= Benjamin Franklin (clergyman) =

American minister (1812–1878)

Benjamin Franklin (February 1, 1812 – October 22, 1878) was an important conservative figure in the American Restoration Movement, especially as the leading antebellum conservative in the northern United States branch of the movement. He is notable as an early and lifelong mentor of Daniel Sommer, whose support of the 1889 Sand Creek Declaration set in motion events which led to the formal division of the Churches of Christ from the Disciples of Christ in 1906.
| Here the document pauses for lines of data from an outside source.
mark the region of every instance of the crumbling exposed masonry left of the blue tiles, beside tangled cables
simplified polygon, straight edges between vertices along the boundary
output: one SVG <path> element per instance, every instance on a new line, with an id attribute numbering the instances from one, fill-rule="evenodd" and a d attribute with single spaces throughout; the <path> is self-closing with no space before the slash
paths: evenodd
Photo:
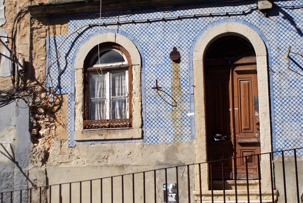
<path id="1" fill-rule="evenodd" d="M 35 81 L 44 81 L 46 77 L 46 36 L 49 34 L 67 33 L 67 22 L 53 23 L 49 29 L 46 19 L 31 19 L 32 39 L 32 69 L 28 78 Z M 67 95 L 54 95 L 52 102 L 46 95 L 44 88 L 39 89 L 38 95 L 42 98 L 41 104 L 31 107 L 31 140 L 35 148 L 45 154 L 43 163 L 48 163 L 49 153 L 52 147 L 67 138 Z M 43 148 L 43 150 L 42 150 Z M 34 157 L 33 157 L 34 158 Z M 40 159 L 40 158 L 39 158 Z M 33 161 L 33 160 L 32 160 Z M 34 162 L 36 160 L 34 159 Z"/>

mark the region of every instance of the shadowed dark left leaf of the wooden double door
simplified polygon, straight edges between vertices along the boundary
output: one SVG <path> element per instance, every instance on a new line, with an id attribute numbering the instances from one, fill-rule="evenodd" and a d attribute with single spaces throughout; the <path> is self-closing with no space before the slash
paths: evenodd
<path id="1" fill-rule="evenodd" d="M 231 158 L 234 153 L 231 137 L 230 78 L 228 66 L 211 66 L 205 69 L 206 123 L 208 160 Z M 225 135 L 225 140 L 215 141 L 215 134 Z M 222 178 L 222 163 L 212 163 L 213 178 Z M 232 161 L 224 161 L 225 178 L 232 178 Z"/>

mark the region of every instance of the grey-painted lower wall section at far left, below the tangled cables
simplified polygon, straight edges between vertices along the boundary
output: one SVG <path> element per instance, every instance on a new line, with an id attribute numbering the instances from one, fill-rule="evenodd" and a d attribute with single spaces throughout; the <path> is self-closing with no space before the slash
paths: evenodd
<path id="1" fill-rule="evenodd" d="M 6 155 L 15 156 L 14 160 L 8 159 L 0 154 L 0 191 L 16 190 L 27 188 L 28 186 L 28 167 L 30 155 L 30 134 L 28 132 L 29 109 L 24 108 L 25 104 L 20 102 L 19 108 L 13 102 L 0 109 L 0 151 Z M 10 147 L 12 146 L 12 148 Z M 8 155 L 9 156 L 9 155 Z M 20 194 L 14 194 L 15 200 L 20 198 Z M 4 201 L 8 201 L 10 194 L 5 195 Z M 27 193 L 24 192 L 23 198 L 26 200 Z"/>

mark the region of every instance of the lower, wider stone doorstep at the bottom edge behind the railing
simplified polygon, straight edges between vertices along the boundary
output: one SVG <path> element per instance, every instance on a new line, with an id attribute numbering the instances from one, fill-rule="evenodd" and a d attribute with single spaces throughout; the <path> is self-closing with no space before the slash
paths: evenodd
<path id="1" fill-rule="evenodd" d="M 203 190 L 201 191 L 202 194 L 202 203 L 204 203 L 205 201 L 211 201 L 211 191 L 210 190 Z M 214 201 L 223 201 L 223 190 L 214 190 L 213 191 L 214 194 Z M 261 190 L 261 194 L 262 194 L 262 202 L 267 202 L 272 200 L 272 196 L 271 196 L 271 190 Z M 274 200 L 277 200 L 277 194 L 278 191 L 274 190 Z M 200 200 L 200 192 L 199 191 L 194 191 L 194 195 L 195 195 L 195 201 L 199 201 Z M 250 201 L 259 201 L 259 190 L 249 190 L 249 200 Z M 247 202 L 247 190 L 242 190 L 242 189 L 237 189 L 237 199 L 238 202 L 239 201 L 246 201 Z M 225 200 L 226 201 L 232 201 L 235 202 L 235 190 L 225 190 Z"/>

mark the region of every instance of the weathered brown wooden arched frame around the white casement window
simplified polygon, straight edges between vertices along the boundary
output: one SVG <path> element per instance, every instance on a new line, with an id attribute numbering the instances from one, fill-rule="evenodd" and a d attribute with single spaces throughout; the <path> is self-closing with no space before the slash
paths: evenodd
<path id="1" fill-rule="evenodd" d="M 106 119 L 106 120 L 89 120 L 88 119 L 88 72 L 96 71 L 100 67 L 89 67 L 89 63 L 92 56 L 99 50 L 106 48 L 116 49 L 121 51 L 126 57 L 127 64 L 113 65 L 113 66 L 102 66 L 101 69 L 104 71 L 116 70 L 116 69 L 127 69 L 128 70 L 128 118 L 127 119 Z M 126 49 L 122 46 L 113 43 L 105 42 L 95 46 L 86 56 L 84 61 L 84 112 L 83 112 L 83 129 L 109 129 L 109 128 L 132 128 L 132 63 L 130 55 Z"/>

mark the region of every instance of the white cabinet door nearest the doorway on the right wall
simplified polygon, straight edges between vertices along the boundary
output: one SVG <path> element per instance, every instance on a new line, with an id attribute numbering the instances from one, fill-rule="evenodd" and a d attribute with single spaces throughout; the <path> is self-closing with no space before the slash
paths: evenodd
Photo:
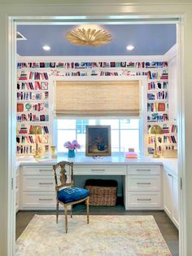
<path id="1" fill-rule="evenodd" d="M 175 223 L 177 228 L 179 227 L 179 188 L 178 179 L 173 177 L 173 188 L 172 188 L 172 221 Z"/>

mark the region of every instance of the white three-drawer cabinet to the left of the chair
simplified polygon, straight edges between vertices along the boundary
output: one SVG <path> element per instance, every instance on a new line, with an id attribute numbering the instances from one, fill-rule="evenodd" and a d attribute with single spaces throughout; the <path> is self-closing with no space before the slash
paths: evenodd
<path id="1" fill-rule="evenodd" d="M 55 209 L 55 178 L 51 166 L 22 166 L 20 209 Z"/>

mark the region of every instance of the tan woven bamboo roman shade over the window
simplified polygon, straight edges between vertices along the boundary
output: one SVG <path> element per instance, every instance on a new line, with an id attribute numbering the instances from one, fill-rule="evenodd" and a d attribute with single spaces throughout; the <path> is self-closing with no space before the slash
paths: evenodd
<path id="1" fill-rule="evenodd" d="M 139 81 L 55 83 L 56 116 L 137 116 Z"/>

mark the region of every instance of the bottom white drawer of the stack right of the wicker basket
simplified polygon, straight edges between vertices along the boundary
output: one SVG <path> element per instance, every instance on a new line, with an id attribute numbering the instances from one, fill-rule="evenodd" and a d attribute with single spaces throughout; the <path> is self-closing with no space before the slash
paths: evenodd
<path id="1" fill-rule="evenodd" d="M 129 208 L 159 208 L 161 206 L 160 192 L 129 192 Z"/>

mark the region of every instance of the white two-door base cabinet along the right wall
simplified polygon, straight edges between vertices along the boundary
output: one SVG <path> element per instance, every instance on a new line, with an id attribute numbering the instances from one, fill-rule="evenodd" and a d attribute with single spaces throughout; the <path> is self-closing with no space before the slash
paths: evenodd
<path id="1" fill-rule="evenodd" d="M 164 210 L 177 228 L 179 228 L 178 196 L 177 175 L 164 170 Z"/>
According to contemporary biographies "His early religious training was according to the Methodist faith, though he never belonged to any church until he united with the Disciples."

==Biography==

=== Early years ===
Born near present-day Belmont County, Ohio, in 1812, Franklin was said to be a fourth-generation descendant of a brother of American Revolutionary War figure Benjamin Franklin, for whom he was named. He was the eldest son of a fairly big family.
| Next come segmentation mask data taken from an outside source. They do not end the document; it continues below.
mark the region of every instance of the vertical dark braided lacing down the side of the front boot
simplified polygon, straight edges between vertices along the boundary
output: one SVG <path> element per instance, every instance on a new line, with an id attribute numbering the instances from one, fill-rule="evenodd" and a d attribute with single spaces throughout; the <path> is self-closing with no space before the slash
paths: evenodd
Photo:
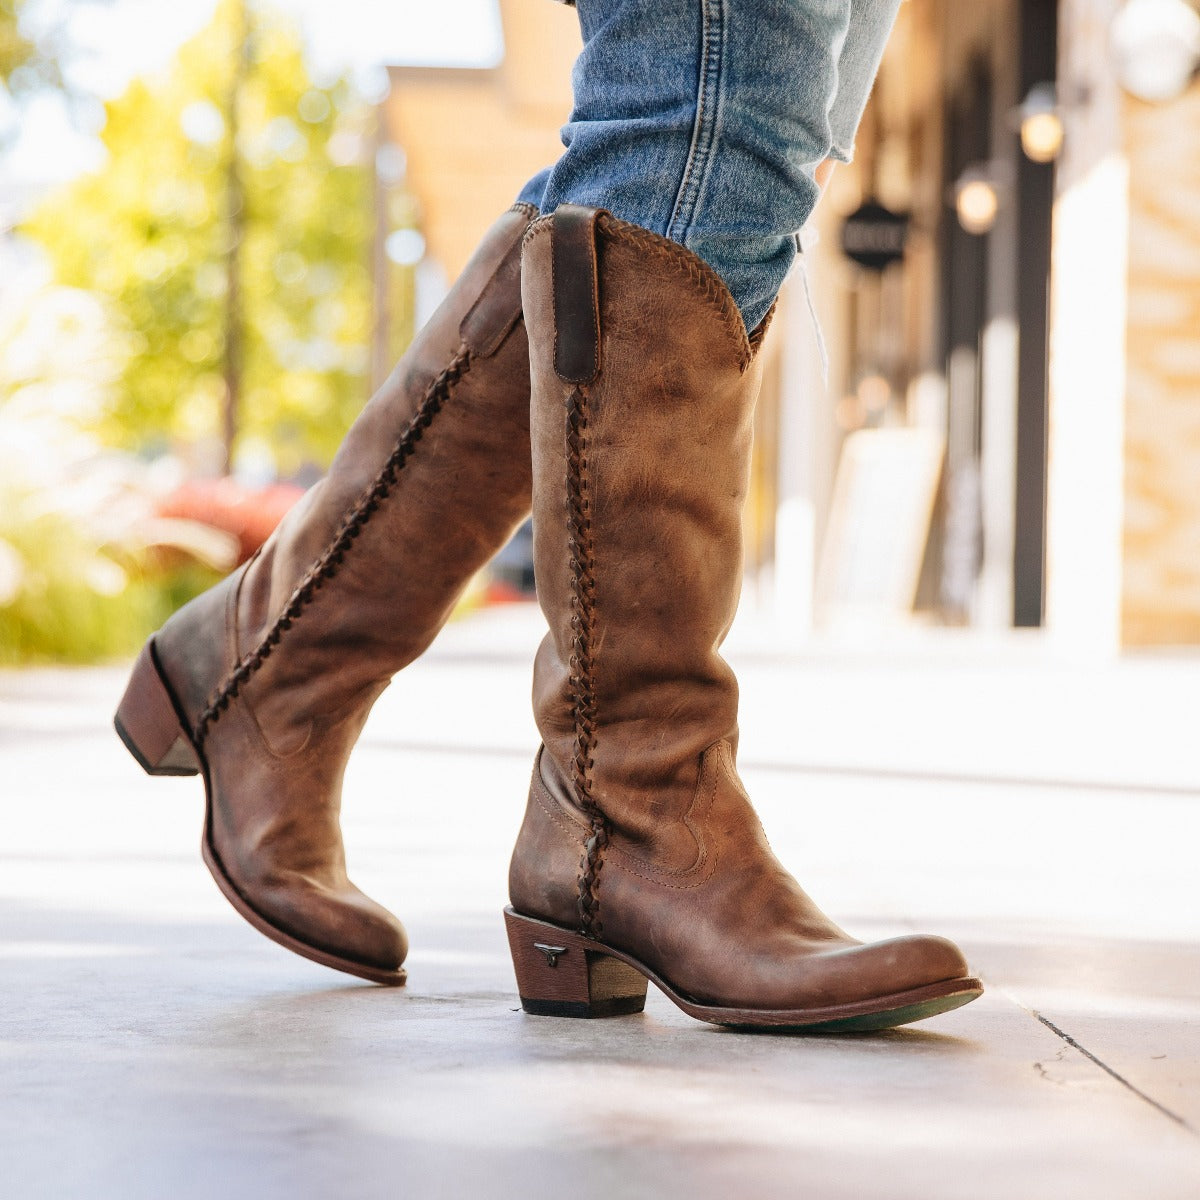
<path id="1" fill-rule="evenodd" d="M 566 402 L 566 508 L 568 548 L 571 569 L 571 695 L 575 718 L 575 754 L 571 784 L 580 808 L 592 826 L 592 836 L 580 862 L 580 929 L 588 937 L 600 937 L 600 869 L 608 845 L 608 822 L 592 794 L 592 768 L 596 742 L 595 662 L 595 553 L 592 542 L 592 515 L 588 498 L 588 408 L 581 388 Z"/>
When Franklin was near 21 years old, thus in late 1832 or early 1833, Franklin's father moved the family to farmland about three miles (5 km) south of Middletown in Henry County, Indiana. Franklin himself purchased 80 acre.

=== Career ===

==== Restoration Movement conversion ====
In November 1834, pioneer Restoration Movement preacher and elder Samuel Rogers moved to the Falls of Rough Creek in Henry County from Kentucky, becoming a neighbor of the Franklin family.
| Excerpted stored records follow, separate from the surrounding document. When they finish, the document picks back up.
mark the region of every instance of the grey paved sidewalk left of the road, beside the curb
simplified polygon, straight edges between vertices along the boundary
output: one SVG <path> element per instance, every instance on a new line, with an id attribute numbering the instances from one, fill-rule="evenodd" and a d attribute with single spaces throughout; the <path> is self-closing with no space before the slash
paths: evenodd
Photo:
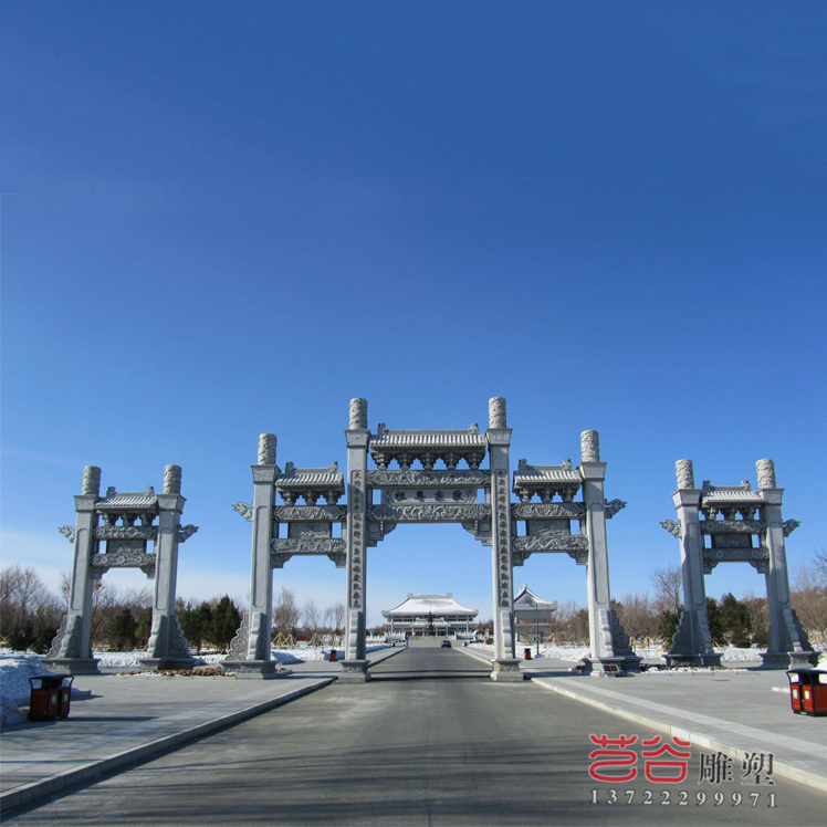
<path id="1" fill-rule="evenodd" d="M 371 663 L 401 649 L 370 652 Z M 275 709 L 331 684 L 338 663 L 308 661 L 284 678 L 239 682 L 231 677 L 169 678 L 153 673 L 77 676 L 69 718 L 27 721 L 2 732 L 0 809 L 86 783 L 216 730 Z"/>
Rogers began to preach Restoration Movement doctrine using a local schoolhouse to deliver his orations. He was quickly rejected as heretical by the Methodist leadership in the area; however, his family was sympathetic toward the neighbor and soon came under his theological influence. Franklin was baptized by full immersion in 1836 by Rogers near Middletown in Henry County, Indiana, along with many others who were baptized in the same meeting. (One source also credits Elijah Martindale in Franklin's conversion.) Of those baptized at this meeting, six or seven would go on to become preachers in the movement: Franklin, three of his brothers, Eider Adamson, John T. Rogers, and possibly another whose name was forgotten by one of Rogers' biographers.

==== Early ministry and editorship ====
At the Connersville State Meeting in 1842, Franklin was designated as the lead evangelist of the northeastern quarter ("district") of Indiana: the districting plan soon failed for lack of local funds to pay the evangelists' salary of US$500 (~$ in ) per year.

Franklin began preaching at New Lisbon, Indiana in 1842. He began publishing his Reformer in 1845, soon changing the name to Western Reformer. He moved to Milton, Indiana in 1846 and published the journal from his own shop. This publication was to be merged with Hall's Gospel Proclamation as the Proclamation and Reformer in 1850. Franklin served as one of two secretaries at the Disciples' eighth state meeting at Columbus, Indiana, which convened on October 3, 1846.

Later, Franklin published the Christian Age with collaborator David S. Burnet. His last publication was the American Christian Review begun in 1856: following Franklin's death the name of the paper would be changed to the Octographic Review. He was said to have influenced the founding of Butler University as well as other national societies, and was also said to have been an abolitionist and pacifist, like many of his contemporaries within the movement.

After changing residences several times in Indiana and Ohio, Franklin settled in Cincinnati, Ohio in 1850, where he remained for 14 years. It was during the 1850s that Franklin changed his views to oppose missionary societies.

==== The American Christian Review ====
In 1856, Franklin began to publish the ultra-conservative American Christian Review, which he published until his death in 1878. Its influence, initially considerable, was said to have waned following the American Civil War. Franklin undertook a rigorous program of publication correspondence, and traveling lectures which took him to "many" U. S. states and Canada.

Franklin's last move was to Anderson, Indiana, where he lived from 1864 until his death.

==== Traveling orator ====
In 1871 Franklin gave a series of sermons at Wellsburg, West Virginia. It was here that he attracted the interest of a young Bethany College student named Daniel Sommer, becoming a lifelong mentor of Sommer, who would take up Franklin's mantle as publisher following Franklin's death. Sommer would become notable for his participation in the 1889 Sand Creek Address and Declaration, a particularly strong statement of exclusivity which helped to drive the split between the Disciples of Christ and more conservative Church of Christ.

=== Personal life ===
Franklin married Mary Personet on December 15, 1833, with whom he had eleven children. Nine survived to adulthood. He died suddenly at his home in Anderson, Indiana.